Palestina se había convertido en una provincia romana, la más turbulenta de todas ellas. El Sanedrín, el consejo de los sacerdotes de Jerusalén, cuidaba escrupulosamente de que se respetara la letra de la ley mosaica. Los prefectos que Roma nombraba allí (un puesto que parecía destinado a quienes habían caído en desgracia), preferían mostrarse lo más discretos posible. Evitaban sobre todo mezclarse en las incesantes disputas entre los rabinos, defensores del más estricto respeto de las leyes mosaicas, y la juventud urbana y culta, que se sentía atraída por los encantos de la literatura y la civilización helenas. El más conocido de estos prefectos era Poncio Pilato. Pero los representantes de Roma no siempre eran tan prudentes como él. Algunos, deseando hacer méritos ante el emperador, se mostraban muy activos. Uno de ellos decidió, por ejemplo, erigir una estatua de Octavio Augusto en la explanada del templo, para obligar a los judíos a rendirle culto. Lo único que logró con ello fue coaligar contra él a toda la población y provocar un levantamiento general. La consiguiente represión fue espantosa y se hizo extensiva a todos los lugares del Imperio donde hubiera comunidades judías en el exilio.
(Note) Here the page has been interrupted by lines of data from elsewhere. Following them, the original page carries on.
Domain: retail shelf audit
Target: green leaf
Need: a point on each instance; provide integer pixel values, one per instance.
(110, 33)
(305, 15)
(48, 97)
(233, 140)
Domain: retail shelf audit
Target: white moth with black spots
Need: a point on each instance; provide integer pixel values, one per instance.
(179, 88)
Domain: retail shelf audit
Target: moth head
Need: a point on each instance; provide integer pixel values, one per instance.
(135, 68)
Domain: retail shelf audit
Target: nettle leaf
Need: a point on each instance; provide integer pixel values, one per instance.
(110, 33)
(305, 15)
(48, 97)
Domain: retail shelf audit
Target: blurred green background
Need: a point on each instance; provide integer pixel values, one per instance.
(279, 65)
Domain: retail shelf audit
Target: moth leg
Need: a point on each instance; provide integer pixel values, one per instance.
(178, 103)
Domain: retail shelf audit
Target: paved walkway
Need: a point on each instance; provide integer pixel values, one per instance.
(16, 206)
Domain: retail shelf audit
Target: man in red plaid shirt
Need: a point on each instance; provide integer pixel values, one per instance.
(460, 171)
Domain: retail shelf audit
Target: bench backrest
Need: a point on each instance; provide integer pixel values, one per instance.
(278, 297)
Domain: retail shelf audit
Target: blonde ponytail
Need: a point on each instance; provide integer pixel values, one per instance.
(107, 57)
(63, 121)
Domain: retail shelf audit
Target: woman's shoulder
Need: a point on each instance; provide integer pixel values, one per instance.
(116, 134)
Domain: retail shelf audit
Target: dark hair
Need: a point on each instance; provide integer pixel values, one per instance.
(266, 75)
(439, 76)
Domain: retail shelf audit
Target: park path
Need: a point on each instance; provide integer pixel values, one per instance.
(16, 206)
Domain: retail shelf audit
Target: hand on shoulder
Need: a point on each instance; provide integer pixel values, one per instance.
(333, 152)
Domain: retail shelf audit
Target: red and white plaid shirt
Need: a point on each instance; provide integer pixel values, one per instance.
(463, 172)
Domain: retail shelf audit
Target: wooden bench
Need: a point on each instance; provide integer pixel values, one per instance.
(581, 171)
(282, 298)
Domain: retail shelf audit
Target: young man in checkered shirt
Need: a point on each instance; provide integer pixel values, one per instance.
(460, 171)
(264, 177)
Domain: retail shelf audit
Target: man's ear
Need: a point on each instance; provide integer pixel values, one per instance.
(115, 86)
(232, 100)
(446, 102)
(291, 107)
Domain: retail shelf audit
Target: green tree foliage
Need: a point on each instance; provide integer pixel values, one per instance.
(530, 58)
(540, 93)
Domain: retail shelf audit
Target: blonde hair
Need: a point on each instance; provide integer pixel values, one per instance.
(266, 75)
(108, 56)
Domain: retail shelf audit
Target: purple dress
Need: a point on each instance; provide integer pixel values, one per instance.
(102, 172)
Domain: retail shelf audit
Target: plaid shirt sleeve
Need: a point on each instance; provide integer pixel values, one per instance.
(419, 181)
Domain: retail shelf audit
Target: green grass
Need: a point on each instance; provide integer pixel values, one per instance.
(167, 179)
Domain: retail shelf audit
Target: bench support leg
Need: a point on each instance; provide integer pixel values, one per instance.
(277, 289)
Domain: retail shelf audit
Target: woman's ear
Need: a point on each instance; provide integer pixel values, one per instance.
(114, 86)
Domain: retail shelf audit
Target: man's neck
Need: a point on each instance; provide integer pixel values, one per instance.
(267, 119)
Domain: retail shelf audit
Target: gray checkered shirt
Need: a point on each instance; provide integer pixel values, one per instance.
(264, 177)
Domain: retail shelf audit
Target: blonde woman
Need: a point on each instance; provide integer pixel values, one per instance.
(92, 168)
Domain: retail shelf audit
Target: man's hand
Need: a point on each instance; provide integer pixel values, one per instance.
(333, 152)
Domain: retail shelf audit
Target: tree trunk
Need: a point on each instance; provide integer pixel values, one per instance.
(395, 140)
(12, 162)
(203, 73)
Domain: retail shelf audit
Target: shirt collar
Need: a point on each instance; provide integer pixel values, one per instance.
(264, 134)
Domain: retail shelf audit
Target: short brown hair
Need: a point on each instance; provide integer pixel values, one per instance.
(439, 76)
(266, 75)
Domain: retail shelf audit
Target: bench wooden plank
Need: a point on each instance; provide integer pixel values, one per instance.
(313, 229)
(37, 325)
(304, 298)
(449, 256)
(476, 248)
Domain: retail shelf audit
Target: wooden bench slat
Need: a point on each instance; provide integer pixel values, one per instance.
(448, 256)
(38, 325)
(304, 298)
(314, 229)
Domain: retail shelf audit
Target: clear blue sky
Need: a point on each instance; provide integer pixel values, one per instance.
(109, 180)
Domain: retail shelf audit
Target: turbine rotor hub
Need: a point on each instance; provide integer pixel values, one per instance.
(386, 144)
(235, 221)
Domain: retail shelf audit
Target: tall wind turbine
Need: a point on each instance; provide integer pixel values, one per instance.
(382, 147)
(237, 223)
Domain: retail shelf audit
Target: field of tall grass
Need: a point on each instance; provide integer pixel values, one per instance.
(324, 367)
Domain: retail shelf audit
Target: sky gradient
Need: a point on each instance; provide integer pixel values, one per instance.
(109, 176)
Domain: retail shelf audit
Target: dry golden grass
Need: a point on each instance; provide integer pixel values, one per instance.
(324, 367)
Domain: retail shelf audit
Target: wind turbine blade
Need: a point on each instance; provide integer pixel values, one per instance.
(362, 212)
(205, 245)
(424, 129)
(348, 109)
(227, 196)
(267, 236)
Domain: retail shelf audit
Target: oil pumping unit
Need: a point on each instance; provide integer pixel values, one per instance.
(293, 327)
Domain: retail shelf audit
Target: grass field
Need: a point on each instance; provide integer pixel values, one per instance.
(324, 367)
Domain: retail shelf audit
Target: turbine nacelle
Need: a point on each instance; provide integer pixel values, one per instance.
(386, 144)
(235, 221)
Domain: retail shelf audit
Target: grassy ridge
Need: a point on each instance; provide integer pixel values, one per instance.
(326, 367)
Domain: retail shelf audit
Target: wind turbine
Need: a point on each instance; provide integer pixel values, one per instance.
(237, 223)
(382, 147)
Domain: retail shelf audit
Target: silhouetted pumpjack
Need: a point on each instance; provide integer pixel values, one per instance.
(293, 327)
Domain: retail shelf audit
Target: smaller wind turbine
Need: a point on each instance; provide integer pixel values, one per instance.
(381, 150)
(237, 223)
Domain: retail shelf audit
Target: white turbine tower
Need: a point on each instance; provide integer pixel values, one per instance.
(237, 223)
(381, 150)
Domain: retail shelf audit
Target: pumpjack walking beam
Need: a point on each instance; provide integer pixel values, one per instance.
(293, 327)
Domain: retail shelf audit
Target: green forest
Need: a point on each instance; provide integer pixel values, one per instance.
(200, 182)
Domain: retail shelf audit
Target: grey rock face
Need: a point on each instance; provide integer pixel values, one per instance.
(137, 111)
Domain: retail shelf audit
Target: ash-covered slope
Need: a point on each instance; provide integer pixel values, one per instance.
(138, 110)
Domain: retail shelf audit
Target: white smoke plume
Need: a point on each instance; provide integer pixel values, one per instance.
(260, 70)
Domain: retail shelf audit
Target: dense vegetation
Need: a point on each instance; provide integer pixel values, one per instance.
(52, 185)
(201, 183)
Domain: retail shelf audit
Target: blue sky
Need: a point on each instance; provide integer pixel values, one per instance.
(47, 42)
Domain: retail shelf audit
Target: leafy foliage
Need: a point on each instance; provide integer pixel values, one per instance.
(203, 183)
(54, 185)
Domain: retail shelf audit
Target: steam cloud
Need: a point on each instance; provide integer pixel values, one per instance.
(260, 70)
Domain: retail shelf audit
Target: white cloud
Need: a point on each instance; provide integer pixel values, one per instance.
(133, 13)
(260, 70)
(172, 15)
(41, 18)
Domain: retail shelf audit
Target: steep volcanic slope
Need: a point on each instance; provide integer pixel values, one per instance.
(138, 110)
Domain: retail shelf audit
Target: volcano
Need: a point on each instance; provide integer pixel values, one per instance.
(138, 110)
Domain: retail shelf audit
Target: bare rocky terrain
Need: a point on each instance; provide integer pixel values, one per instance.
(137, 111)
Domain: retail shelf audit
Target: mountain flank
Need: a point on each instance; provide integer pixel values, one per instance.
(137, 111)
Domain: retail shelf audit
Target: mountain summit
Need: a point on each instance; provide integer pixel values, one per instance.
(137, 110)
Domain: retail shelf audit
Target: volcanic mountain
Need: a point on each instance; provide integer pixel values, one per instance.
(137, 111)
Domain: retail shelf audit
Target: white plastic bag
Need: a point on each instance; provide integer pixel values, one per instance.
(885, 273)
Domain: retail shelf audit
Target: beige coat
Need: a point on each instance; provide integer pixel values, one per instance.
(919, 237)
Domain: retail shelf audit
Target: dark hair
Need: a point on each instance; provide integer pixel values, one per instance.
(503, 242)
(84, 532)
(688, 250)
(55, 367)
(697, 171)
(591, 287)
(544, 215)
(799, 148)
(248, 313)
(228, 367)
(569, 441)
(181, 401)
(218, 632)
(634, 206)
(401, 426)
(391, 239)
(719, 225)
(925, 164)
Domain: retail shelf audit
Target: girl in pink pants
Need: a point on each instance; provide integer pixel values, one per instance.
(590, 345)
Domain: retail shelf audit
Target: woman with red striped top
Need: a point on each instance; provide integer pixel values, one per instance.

Estas colonias judías se habían establecido en gran número por todo el contorno del mar, en Partía, en Media, en Elam, en Mesopotamia, en Capadocia, en el Ponto, en Frigia, en Panfilia, en Creta y en tu Arabia natal. Las había hasta en la India, tal vez descendientes de antiguos soldados de Alejandro. Otros habían acompañado a sus vecinos fenicios, y después a los griegos, hasta sus factorías de Iberia, Lusitania, Sicilia y la Galia. La más reciente y miserable de estas colonias estaba en Roma; la más opulenta, en Alejandría.

Filón provenía de una gran familia judía de Egipto. Algunos afirmaban que sus ancestros habían seguido a Alejandro desde Palestina para fundar la Ciudad. Otros decían que pertenecía al grupo de los Setenta que Tolomeo Soter había llamado para traducir la Torá. En cuanto a los enemigos de Filón, los piadosos rabinos a quienes él llamaba con sorna «los barbudos con manto», aseguraban que sus antepasados eran parte integrante de aquellos hebreos renegados que se habían negado a huir con Moisés para continuar sirviendo al Faraón… La maldad es peor aún cuando se alía con la tontería, algo que sucede a menudo.

Antigua o no, la familia de Filón era, en todo caso, muy rica. Su hermano, gran terrateniente, había proporcionado el oro y la plata destinados a cubrir las puertas del nuevo Templo de Jerusalén. Por aquel entonces, en Alejandría todos los judíos tenían los mismos derechos que los griegos de la Ciudad, y estaban libres del impuesto capitular que sólo pagaban los egipcios. Ya fueran armadores, comerciantes, artesanos o campesinos, los judíos eran despreciados por los griegos, para quienes el trabajo era incompatible con sus orígenes aristocráticos. Los egipcios, por su parte, les envidiaban por su prosperidad.